Die Self-Service-Registrierung ist eine wesentliche und häufig genutzte Funktion für Okta-Kunden. Okta Classic verfügte über diese Funktion als Teil des Verzeichnisbereichs auf der Seite mit den Administratoreinstellungen, und sie ist in Okta-Organisationen (Orgs) mit einem Feature-Flag (SELF_SERVICE_REGISTRATION) verfügbar. Ein Administrator kann Attribute als Teil des Profils in Universal Directory erstellen und diese Attribute zur Self-Service Registration Policy hinzufügen. Im klassischen Ablauf wird einem Endbenutzer, der sich für ein neues Konto anmeldet, ein Registrierungsformular mit den Feldern angezeigt, die über die Richtlinie festgelegt wurden.

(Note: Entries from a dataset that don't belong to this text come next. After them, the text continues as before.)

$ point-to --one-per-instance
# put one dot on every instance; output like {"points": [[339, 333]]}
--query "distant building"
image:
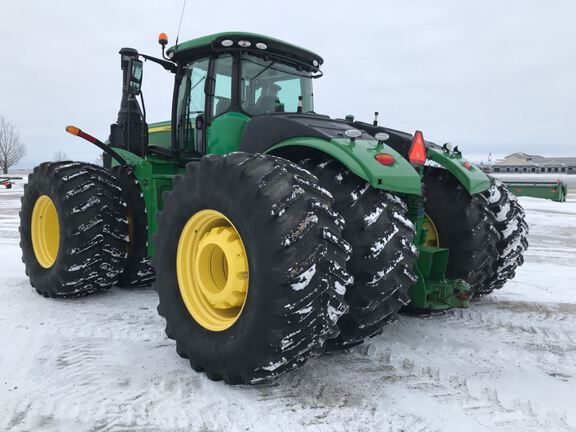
{"points": [[525, 163]]}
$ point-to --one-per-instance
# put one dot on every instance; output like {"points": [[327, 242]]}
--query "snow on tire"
{"points": [[137, 270], [296, 258], [92, 230], [383, 253], [465, 224], [510, 223]]}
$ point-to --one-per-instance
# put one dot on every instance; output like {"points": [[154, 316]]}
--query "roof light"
{"points": [[163, 39], [384, 158], [417, 152], [381, 136], [72, 130], [353, 133]]}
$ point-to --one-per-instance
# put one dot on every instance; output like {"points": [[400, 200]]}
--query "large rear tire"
{"points": [[464, 224], [268, 298], [73, 233], [383, 253], [513, 229], [137, 270]]}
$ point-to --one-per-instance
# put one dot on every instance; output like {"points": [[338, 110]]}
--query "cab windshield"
{"points": [[268, 86]]}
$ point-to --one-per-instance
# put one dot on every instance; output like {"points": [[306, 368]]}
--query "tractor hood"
{"points": [[263, 132], [295, 136]]}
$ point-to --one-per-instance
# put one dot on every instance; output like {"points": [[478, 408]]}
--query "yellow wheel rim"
{"points": [[432, 238], [45, 231], [212, 270]]}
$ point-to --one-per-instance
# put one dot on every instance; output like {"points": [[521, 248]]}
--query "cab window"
{"points": [[191, 103], [222, 99], [268, 86]]}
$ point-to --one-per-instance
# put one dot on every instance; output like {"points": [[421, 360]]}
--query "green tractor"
{"points": [[270, 232]]}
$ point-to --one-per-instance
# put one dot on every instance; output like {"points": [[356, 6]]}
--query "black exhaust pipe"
{"points": [[130, 132]]}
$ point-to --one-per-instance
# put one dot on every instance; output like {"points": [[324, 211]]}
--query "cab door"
{"points": [[225, 122]]}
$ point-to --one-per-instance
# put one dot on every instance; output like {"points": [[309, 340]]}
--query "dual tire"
{"points": [[72, 229], [294, 264], [486, 233]]}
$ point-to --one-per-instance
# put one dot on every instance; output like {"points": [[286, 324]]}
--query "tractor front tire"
{"points": [[137, 270], [383, 253], [73, 232], [513, 229], [249, 266], [464, 224]]}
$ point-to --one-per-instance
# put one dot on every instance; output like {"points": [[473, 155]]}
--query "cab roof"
{"points": [[249, 42]]}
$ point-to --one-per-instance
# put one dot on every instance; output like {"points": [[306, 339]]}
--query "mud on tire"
{"points": [[296, 266], [137, 270], [513, 229], [92, 229], [465, 225], [383, 253]]}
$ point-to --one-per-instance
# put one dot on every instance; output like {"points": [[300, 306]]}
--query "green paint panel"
{"points": [[155, 176], [205, 41], [473, 179], [225, 132], [358, 156], [160, 134]]}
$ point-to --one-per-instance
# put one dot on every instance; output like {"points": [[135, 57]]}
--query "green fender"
{"points": [[472, 178], [358, 157]]}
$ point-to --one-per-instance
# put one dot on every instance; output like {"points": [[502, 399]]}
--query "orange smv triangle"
{"points": [[417, 152]]}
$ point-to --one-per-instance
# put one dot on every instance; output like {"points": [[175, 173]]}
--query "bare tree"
{"points": [[59, 156], [11, 148]]}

Die Veröffentlichung derOkta Identity Engine(OIE) brachte viele Verbesserungen in Bezug auf Modernisierung und Flexibilität. Einige der Verbesserungen betreffen die Endpunkte und Richtlinien, die mit der Benutzerregistrierung verbunden sind. Auf OIE ist die Registrierungsrichtlinie Teil der neuen Profilregistrierungsrichtlinie. Diese Richtlinien befinden sich unter Sicherheit -> Profilregistrierung in der Admin-Konsole. Progressive Profilerstellung ist eine Funktion, die in die Profilregistrierungsrichtlinie integriert ist und die Möglichkeit bietet, von bestehenden Benutzern Eingaben für verschiedene Attribute in verschiedenen Phasen der Navigationserfahrung des Benutzers innerhalb der Organisation oder Anwendung anzufordern, wodurch die Reibungsverluste bei der Benutzeranmeldung durch längere Anmeldeformulare verringert werden.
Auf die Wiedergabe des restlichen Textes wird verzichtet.